1980年代以降「グローバル経済」という言葉が頻繁に使われ、経済界がアメリカにならって「企業は株主の物」に方針転換がされました。利益は社員にではなく株主に配り、経営者が報酬を受け取るだけであとは「内部留保」となりました。バブル期を挟んで日本は1998年をピークに労働者の賃金は減り続けています。その間に「終身雇用」と「年功序列賃金」が消えていきました。日本の経済発展を支えた「三種の神器」のもう一つが「企業内労働組合」ですが、これは「労使一体」という形に強化されているように思います。その変化に伴って「自己責任」とか「自助努力」ということが前面に出てきました。「金融ビッグバン」で銀行や証券会社なども倒産していきました。結果どうなったかといえば、確かに企業は世界に出て行って、様々な国で堂々と収奪を繰り返し、大きく育ったように見えます。その間に競争から脱落した企業は消え去りました。そして圧倒的多数の勤労国民は「非正規」や「年越し派遣村」に象徴されるような「格差・貧困」に埋もれてしまいました。雇用は非正規労働が全労働者の40%(2000万人)を越えて増え続け、年収200万円以下が1200万人と言われています。安倍政権の「働き方改革」は「働かせ方改革」と揶揄されています。
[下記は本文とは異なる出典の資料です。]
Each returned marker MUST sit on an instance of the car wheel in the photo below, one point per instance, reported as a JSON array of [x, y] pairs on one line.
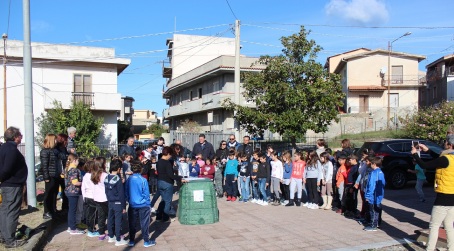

企業が世界一活動しやすい国が抱える「社会のひずみ」を早く解決しないと本当に「1割の正規社員と9割の非正規雇用」という社会に繋がってしまいます。政権が狙っている目標がそこにあることはすでに10年前に「経済財政諮問会議」で語られていたからです。10年経過して、本当になりつつあるその社会が、地方自治体や公共サービスで働く私たちがめざす社会なのか。「違う」のであれば、行動が必要です。自らの働かされ方に疑問を持ち、格差を当たり前とする社会に「ノー」を叫び、公正な社会実現のために労働組合が力を発揮すべきところです。

私たち自治労がその役割を果たすことが求められています。それこそが「健康で文化的な最低限の生活をする権利」を持っている住民の一番近くにいる私たちの要求根拠です。